Ведь Тарковский на самом деле несколько лет думал об эмиграции и страшился ее. Я знаю, что в конце 70-х он примеривался, но не решался стать «невозвращенцем» из Швеции, где ему уже был подготовлен перелет в Америку. Помню, как после этой поездки, нервно подбрасывая дровишки в камин своего деревенского дома в Мясном, подальше от всеслышащей Москвы, Тарковский страстно передумывал ситуацию, убеждая не столько меня с мужем, сколько самого себя и свою супругу, что его настоящий зритель – в России и только на родине его подлинное место.

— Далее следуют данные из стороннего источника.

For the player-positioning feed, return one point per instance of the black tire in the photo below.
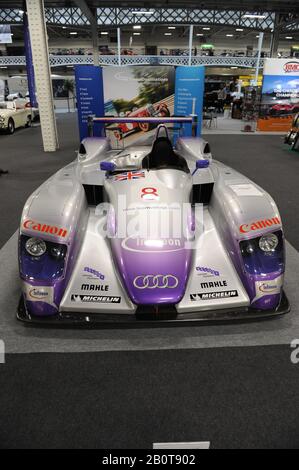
(29, 121)
(11, 126)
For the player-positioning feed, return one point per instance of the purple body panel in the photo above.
(152, 275)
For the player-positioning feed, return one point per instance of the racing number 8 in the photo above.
(149, 192)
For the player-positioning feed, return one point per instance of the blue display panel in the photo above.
(90, 97)
(189, 89)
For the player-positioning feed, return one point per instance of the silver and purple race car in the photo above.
(150, 233)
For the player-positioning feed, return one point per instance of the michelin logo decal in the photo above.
(214, 295)
(95, 298)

В связи с темой данной конференции естественно обращает на себя внимание книга В. Фомина «Кино и власть». В ней собраны, кажется, все документы, иллюстрирующие в деталях преследования советскими чиновниками наших кинематографистов разного калибра. Обращаю внимание, что книга издана уже в середине 90-х годов, в период не лучшего состояния так называемого «постсоветского» российского кино, а потому производит отчасти странное впечатление (злость – дьявольская, а наивность для этого времени – прямо-таки детская). Злость автора, понятно, от боли нешутейной за нелегкие судьбы многих наших кинематографистов. Но откуда такая неподвластная опыту нового времени наивность, когда уже не взаимоотношения кино и власти, а взаимоотношения кино и денег привели наш кинематограф к новым сложностям, порою грозящим почти полным его исчезновением? Вот реальный, достаточно трагический парадокс, в котором мы сегодня существуем и в свете которого, как мне кажется, имеет смысл оглянуться на прошлое или попытаться прогнозировать будущее. А были ли вообще времена, когда художник не сражался с обществом, если не старался или не умел верно служить ему?

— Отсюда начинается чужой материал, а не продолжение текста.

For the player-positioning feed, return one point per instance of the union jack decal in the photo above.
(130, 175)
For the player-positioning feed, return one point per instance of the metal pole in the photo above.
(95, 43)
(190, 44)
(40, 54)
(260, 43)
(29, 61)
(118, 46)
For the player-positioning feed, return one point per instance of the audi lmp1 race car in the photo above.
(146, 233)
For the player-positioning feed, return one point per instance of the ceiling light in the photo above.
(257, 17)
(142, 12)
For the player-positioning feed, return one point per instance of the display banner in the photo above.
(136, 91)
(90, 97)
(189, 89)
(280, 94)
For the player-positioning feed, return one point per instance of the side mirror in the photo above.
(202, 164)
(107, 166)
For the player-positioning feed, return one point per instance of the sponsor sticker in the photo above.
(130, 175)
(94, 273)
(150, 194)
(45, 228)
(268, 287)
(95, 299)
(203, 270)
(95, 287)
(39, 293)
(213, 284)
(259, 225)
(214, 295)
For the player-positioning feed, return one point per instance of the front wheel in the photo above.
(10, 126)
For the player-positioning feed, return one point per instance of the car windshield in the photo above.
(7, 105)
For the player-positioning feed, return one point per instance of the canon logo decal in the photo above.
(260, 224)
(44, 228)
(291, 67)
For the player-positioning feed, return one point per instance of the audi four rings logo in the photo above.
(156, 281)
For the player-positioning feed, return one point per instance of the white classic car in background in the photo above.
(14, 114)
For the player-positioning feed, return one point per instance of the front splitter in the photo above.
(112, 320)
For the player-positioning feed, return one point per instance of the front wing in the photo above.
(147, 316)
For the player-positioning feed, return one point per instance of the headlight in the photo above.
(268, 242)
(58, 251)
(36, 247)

Только антисоветский и антибюрократический пафос книги Фомина – из другого времени и был бы уместнее в 70-е годы, когда многие из нас, не слишком советские душой, ненавидели советскую идеологию, тормозящую наши мысли и возможности, и с умилением смотрели на Запад, где, с нашей точки зрения, справедливо процветали ум, разум и талант. Правда, в те былые времена книжка Фомина могла быть издана только Самиздатом, а ему светила бы лишь решетка, за которую он, видимо, не спешил попасть, балансируя на грани дозволенного, что делали многие, в чем я сама его очень понимаю.
Но теперь и нам, «сирым» прежде, стало очевидно, что взаимоотношения художников с предложенной им от рождения реальностью везде и повсюду по-своему сложноваты: что здесь, что там, то есть в «цивилизованном» мире. Это настолько в наших русских традициях: бить, не подумав, но и желать всего, сразу и сполна. Но уже не секрет, что искусство везде сложно взаимодействует с другой идеологией, филистерами, mass-media, рынком и очень зависимо от денег. Особенно такое дорогостоящее, как кинематограф. Увы, но все более очевидно, что сатана главным образом «правит бал» там, где так мечталось понежиться в райских кущах.

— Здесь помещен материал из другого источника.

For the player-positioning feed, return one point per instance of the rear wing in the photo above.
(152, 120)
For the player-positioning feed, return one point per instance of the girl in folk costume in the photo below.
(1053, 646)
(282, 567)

Может показаться смешным, но Генрик Ибсен уверял в своем разговоре с Г. Брандесом в 1874 году, что Россия прямо-таки «чудная страна, такой в ней восхитительный гнет! Какую чудную любовь к свободе он рождает! А потому эта страна занимает такое высокое место в отношении поэзии и искусства». Русского гнета не хватало бедному Ибсену, но драматургия его, как известно, складывалась в нелегких трениях со своей собственной средой.